Vogliamo capire se è vero che il giornalista de Le Iene ha fatto le domande e lui stesso si è dato le risposte, e se la confezione della trasmissione corrisponde al contenuto dell’intervista integrale (84 minuti registrati dallo staff di Fava) o meno.

È importante vedere tutto questo per capire se la domanda posta dal figlio del fondatore de I Siciliani è pertinente (“Ci sono dei mandanti dietro questa aggressione?”) o se la stessa domanda è destituita di fondamento, come ha spiegato Pecoraro.

Vogliamo capire per quale ragione – senza che la trasmissione sia andata in onda – il fronte antimafia si è spaccato fra i difensori di Fava e i difensori de Le Iene, fra i quali spicca il fratello di Paolo Borsellino, Salvatore; i familiari di Attilio Manca e dell’agente Nino Agostino, nonché il movimento delle Agende rosse, che hanno espresso solidarietà al giornalista di Italia1 appellandosi al diritto di informazione, pur non avendo ancora visto il programma.

L’ex presidente del Parco dei Nebrodi, Giuseppe Antoci

Un paio di cose però le sappiamo: 1) la relazione della Commissione regionale antimafia non ha mai attaccato l’ex presidente del Parco dei Nebrodi – come qualcuno strumentalmente ha cercato di insinuare – , ma mette in evidenza dei fatti che riguardano alcune discrepanze emerse nelle indagini portate avanti dai magistrati sul fallito attentato, e una serie di contraddizioni uscite fuori nelle versioni fornite dagli agenti della scorta. In entrambi i casi, comunque, la relazione dell’antimafia regionale ha scritto che Antoci è una vittima inconsapevole; 2) in casi del genere un minimo di prudenza – da entrambi i fronti – non sarebbe male, perché spaccare il movimento antimafia (non lo scopriamo noi), finisce per fare il gioco della mafia.

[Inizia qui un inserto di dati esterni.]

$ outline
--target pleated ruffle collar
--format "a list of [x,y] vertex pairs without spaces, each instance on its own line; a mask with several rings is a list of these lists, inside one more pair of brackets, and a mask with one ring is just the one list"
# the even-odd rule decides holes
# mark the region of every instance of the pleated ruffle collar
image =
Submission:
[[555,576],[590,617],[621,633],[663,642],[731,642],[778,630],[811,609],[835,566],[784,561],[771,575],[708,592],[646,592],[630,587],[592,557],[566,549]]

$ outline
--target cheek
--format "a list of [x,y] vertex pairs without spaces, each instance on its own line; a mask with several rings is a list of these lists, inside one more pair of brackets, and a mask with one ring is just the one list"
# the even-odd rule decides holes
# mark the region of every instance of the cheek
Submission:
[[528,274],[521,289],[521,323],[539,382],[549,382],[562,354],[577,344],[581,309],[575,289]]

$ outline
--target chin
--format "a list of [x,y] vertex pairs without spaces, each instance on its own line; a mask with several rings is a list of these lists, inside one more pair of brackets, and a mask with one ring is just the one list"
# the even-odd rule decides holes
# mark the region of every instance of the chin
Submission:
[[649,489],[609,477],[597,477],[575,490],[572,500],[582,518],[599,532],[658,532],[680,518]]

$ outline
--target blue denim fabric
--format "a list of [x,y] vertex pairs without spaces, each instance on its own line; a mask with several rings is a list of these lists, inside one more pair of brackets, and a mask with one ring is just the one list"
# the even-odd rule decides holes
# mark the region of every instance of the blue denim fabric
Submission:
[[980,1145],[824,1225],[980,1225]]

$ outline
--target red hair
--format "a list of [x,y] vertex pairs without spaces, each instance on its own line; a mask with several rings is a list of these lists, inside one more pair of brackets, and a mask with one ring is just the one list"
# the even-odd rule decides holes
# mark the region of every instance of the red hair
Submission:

Se hanno ragione Le Iene, Claudio Fava e i suoi sostenitori dovrebbero fare un atto di umiltà ed ammettere l’errore; signori, abbiamo sbagliato, chiediamo scusa ad un giornalista che ha svolto seriamente il suo dovere.

L’auto oggetto del fallito attentato, su cui prendeva posto l’ex presidente del Parco dei Nebrodi, Giuseppe Antoci

Ma se ha ragione Fava il discorso cambia, poiché si tratta di una persona che – piaccia o no – è il figlio di una vittima della mafia e da decenni porta avanti la sua battaglia contro Cosa nostra. Negli anni Novanta, Claudio scampò a un attentato ideato da Nitto Santapaola, pochi anni prima mandante dell’omicidio del padre.

Come la mettiamo se Claudio Fava dovesse avere ragione? Come ne uscirebbe quel pezzo autorevolissimo di movimento antimafia che ha puntato il dito contro di lui a prescindere?

La verità è che certe materie andrebbero trattate con delicatezza, senza quelle fughe in avanti che rischiano di essere dannose sia per gli accusati, che per gli accusatori.